Human testing of penis transplants from organs grown in a lab using the patient’s own cells are on the near horizon, after successful testing in rabbits. Researchers at North Carolina’s Wake Forest Institute for Regenerative Medicine have successfully engineered the organs, and hope to be able to offer them to men with traumatic injuries or genital abnormalities within five years. The Wake Forest scientists are some of the world leaders in bio-engineering, and have successfully implanted lab-grown human organs such as a gall bladder, a urethra and a vagina.
The testing is expected to be funded at least in part by the Armed Forces Institute of Regenerative Medicine. It is hoped that the technology can be used to help soldiers who have sustained battlefield injuries.
The process involves growing cells in the lab that are obtained from the patient’s existing genitals, a process that takes four to six weeks. In order to achieve the right shape, it is necessary to get a donor penis from a deceased man. The cells are all stripped from the penis by soaking it in a mild enzyme detergent. This reduces the chance rejection from the new host. What is left provides researchers with a scaffold that they then spread the patient’s own cultured cells over.
One team member, Dr. James Yoo, said it is similar to a building. If all the people and furniture are removed, the building structure is still left, which can then be replaced with new tenants. In the case of a lab-engineered penis, the donated organ is the building and the new patient’s cells are the new tenants.
Testing penises engineered in the same manner for rabbit subjects achieved 12 functioning organs. All the animals attempted to mate after the organs were grafted to the recipients, eight ejaculated successfully and four produced offspring. Although the results are encouraging, human testing is still awaiting Food and Drug Administration (FDA) approval.
Team leader Anthony Atala hopes to see that approval within five years. Atala’s team has already engineered six human penises that are ready for transplantation if approval is granted for the trials. Although the procedure could possibly be used for babies born with ambiguous genitalia, it could not be used for female-to-male sex change operations because of the need to grow the organ in the lab using cells from a male patient’s own genitals.
Atala, who is a paediatric urologist, began the search for transplanting engineered penises in 1992. In 2008 they proved with rabbits that the process was theoretically possible. The inspiration for Atala’s work was babies who are born with “deficient genitalia,” who have no good options. Typically male babies with this condition are given sex-change surgery at birth, which tends to lead to serious psychological problems.

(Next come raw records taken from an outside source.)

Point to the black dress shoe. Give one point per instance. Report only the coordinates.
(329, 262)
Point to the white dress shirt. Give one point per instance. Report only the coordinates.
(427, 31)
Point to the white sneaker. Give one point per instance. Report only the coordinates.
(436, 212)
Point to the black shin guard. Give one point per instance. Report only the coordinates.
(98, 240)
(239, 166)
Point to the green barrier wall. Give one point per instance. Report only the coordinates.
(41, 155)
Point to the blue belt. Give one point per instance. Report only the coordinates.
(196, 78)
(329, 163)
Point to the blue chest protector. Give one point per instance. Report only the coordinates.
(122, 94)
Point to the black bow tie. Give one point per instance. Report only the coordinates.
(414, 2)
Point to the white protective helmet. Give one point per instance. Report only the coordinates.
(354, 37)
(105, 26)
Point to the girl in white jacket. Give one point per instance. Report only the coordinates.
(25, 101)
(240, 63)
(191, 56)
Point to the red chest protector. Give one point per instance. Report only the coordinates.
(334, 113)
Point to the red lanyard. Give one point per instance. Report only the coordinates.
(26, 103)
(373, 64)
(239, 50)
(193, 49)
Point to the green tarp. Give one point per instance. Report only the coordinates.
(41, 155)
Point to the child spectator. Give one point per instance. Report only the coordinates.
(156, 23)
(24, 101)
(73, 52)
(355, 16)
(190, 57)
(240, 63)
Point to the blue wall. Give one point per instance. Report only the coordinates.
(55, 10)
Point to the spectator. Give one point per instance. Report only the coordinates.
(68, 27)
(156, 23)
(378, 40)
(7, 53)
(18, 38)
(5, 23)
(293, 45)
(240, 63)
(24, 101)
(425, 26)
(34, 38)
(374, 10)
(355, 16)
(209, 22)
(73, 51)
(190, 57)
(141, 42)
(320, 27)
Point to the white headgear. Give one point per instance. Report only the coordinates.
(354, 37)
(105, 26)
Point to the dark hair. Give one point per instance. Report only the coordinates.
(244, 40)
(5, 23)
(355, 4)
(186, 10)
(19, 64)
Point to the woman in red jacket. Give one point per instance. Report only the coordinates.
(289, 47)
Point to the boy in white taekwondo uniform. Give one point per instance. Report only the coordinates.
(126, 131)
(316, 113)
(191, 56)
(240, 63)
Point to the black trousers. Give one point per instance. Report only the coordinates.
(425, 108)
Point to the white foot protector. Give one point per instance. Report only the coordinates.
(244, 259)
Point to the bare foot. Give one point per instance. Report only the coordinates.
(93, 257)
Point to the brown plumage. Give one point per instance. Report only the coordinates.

Transplants of lab-grown penises offer great improvements from existing options for replacement organs. In current surgeries a penis is constructed from tissue from the thigh or forearm, which then has a prosthetic inserted to achieve sexual function. The prosthesis is either a rod that is permanently rigid or one that is inflatable, requiring a pump.
Dr. Andrew Kramer, a University of Maryland Medical Center urologist, said while many attempts have been made to re-create a penis, it is difficult to make an organ that functions normally, having the ability to void urine and experience male sexual responses, without which the organ will be unsuccessful. According to the Wake Forest research team, the first step visible on the horizon when trials are initiated may be to begin with partial transplants of the lab-grown penises that might help patients who have erectile dysfunction.